- 発行日 :
- 自治体名 : 埼玉県北本市
- 広報紙名 : 広報きたもと 令和7年10月号
■田んぼと野良飯で大人の遊び場を楽しむ。
◆私の里山ライフ03 荒川わらの会
自然豊かな荒川周辺に、トンボが飛び交い、水鳥が羽を休める里をつくろう――そうした想いから、16年前、「荒川わらの会」による遊休農地を活用した自然農法の田んぼづくりが始まりました。苗を一つひとつ手植えし、泥にまみれながら草を刈り、竹で稲架(はさ)を作る。そんな作業の後に、里山を望みながら食べる野良飯(のらめし)は、最高の贅沢です。
・孫に「じいじが作った米がうまい!」と言われるのが本当にうれしいですね。
・年齢も職業もバラバラなメンバーの生き様が面白いんです。
・やっぱり野良飯が楽しみ!クレソンを摘んだり、木の実を拾ったりするのも大好きです。
・日本昔話みたいな風景で、ここにいると安心するんですよね。
◇この景色、この自然の中で自分たちが作ったものを美味しく食べる!
それが今日まで活動が続いてる理由かな。
「荒川沿いをサイクリング中、田んぼが広がる風景でみんなが作業しているのが見えたんです。これはぜひ参加しなきゃと思いました」
13年前から「荒川わらの会」で田んぼづくりをする清水さんはそう語る。
「わらの会」の活動が始まる前の景観は、様子がまったく違った。不法投棄がひどく、街灯もないため「追いはぎが出そうだった」と、代表の小山千草さんは振り返る。
「ここでお店を開くのに、こんな景観のところじゃやりたくないなと。そこで、自然保護と里山を守る会みたいなものを立ち上げることにしたんです」
トンボが飛び交う里山の景観をつくろう、水田をやれば生き物たちが戻ってくるはず――そう考え、地権者さんに許可をもらって田んぼを始めた。
農業未経験で一から勉強して始めたものの、湿地のため稲刈りのときは腰まで泥につかるような状態。それならば背丈が高くて丈夫な品種をと、その区画では古代米の栽培を続けている。

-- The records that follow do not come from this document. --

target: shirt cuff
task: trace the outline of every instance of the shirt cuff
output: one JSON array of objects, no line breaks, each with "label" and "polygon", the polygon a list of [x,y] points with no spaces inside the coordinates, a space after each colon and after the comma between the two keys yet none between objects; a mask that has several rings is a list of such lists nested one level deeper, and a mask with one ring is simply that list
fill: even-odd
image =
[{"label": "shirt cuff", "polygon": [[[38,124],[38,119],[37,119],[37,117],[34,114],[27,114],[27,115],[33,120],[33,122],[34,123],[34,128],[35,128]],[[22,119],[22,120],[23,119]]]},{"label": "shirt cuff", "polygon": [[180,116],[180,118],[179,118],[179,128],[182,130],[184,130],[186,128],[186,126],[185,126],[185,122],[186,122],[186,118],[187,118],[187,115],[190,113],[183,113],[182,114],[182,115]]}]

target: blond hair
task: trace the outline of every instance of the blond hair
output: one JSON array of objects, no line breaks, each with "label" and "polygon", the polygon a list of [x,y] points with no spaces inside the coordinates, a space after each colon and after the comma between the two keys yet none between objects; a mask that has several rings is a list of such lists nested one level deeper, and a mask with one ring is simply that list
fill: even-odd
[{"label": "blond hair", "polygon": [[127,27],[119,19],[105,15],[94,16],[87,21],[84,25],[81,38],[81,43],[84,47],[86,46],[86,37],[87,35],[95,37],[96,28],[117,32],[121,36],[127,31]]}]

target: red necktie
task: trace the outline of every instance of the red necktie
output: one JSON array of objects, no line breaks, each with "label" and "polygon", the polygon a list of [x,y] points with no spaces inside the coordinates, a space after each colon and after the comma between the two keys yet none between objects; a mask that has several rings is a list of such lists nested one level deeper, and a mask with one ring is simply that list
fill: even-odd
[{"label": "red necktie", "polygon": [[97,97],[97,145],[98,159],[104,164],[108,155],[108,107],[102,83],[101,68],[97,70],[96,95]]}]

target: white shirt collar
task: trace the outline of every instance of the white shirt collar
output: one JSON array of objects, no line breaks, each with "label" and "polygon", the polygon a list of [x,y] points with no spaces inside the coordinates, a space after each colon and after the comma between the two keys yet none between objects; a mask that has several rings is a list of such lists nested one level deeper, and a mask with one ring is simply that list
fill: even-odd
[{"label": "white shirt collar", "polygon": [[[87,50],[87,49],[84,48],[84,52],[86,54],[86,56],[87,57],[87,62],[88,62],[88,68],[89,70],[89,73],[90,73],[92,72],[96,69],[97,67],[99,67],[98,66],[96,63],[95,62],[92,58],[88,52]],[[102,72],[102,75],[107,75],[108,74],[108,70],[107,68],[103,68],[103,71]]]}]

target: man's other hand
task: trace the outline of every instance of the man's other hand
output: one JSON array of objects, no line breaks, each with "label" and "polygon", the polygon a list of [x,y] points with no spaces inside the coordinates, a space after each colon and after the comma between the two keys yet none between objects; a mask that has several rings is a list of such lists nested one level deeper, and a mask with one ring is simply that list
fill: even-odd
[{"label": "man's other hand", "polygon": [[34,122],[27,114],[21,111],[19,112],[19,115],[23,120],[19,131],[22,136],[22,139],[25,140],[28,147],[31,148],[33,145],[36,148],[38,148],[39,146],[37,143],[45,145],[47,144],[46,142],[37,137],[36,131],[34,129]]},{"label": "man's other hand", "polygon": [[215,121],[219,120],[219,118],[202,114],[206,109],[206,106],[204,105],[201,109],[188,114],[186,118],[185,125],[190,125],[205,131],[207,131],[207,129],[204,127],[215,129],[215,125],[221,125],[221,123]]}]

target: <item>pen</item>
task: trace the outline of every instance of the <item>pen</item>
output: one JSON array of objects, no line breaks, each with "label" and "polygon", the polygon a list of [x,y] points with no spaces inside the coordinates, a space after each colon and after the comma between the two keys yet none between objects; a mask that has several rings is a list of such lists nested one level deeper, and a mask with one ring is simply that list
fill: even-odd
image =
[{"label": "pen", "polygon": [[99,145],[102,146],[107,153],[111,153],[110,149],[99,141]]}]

現在は会員31人、うち18人が田んぼのオーナーとなり、やり方・品種を試行錯誤しながら米作りを行っている。田植えや稲刈りなど、「結ゆいの精神」でお互いの作業を手伝い合いながら、皆で協力して今の景観をつくっている。
楽しみは火が使えること。毎週木曜の活動日は、朝に集合すると、最初にかまどでお湯を沸かして鉄瓶でコーヒーを淹れるのが通例だ。羽釡でご飯を炊いたり、串を通した魚をあぶったり。こうしてみんなで作った「野良飯」を、「日本昔話に出てくるような」景観を眺めながらいただくのが最高の贅沢だ。
最近は、農作業以外の活動も増えてきている。3年ほど前から、年の暮れに水神様へ、採れたお米でついたお餅やわらで作ったお飾りをお供えしている。昨年は、「縄ない機」を使ってわらで縄をなうことにも挑戦した。地権者さんにも、お米と一緒にわら細工をもってお礼に伺っている。
今年は北本の風習「マコモ馬」の体験として、マコモというイネ科の多年草で馬を作り、七夕に飾った。お米の生産だけでなく、稲にかかわること全体に目が向き、楽しみが増えたと小山さんは言う。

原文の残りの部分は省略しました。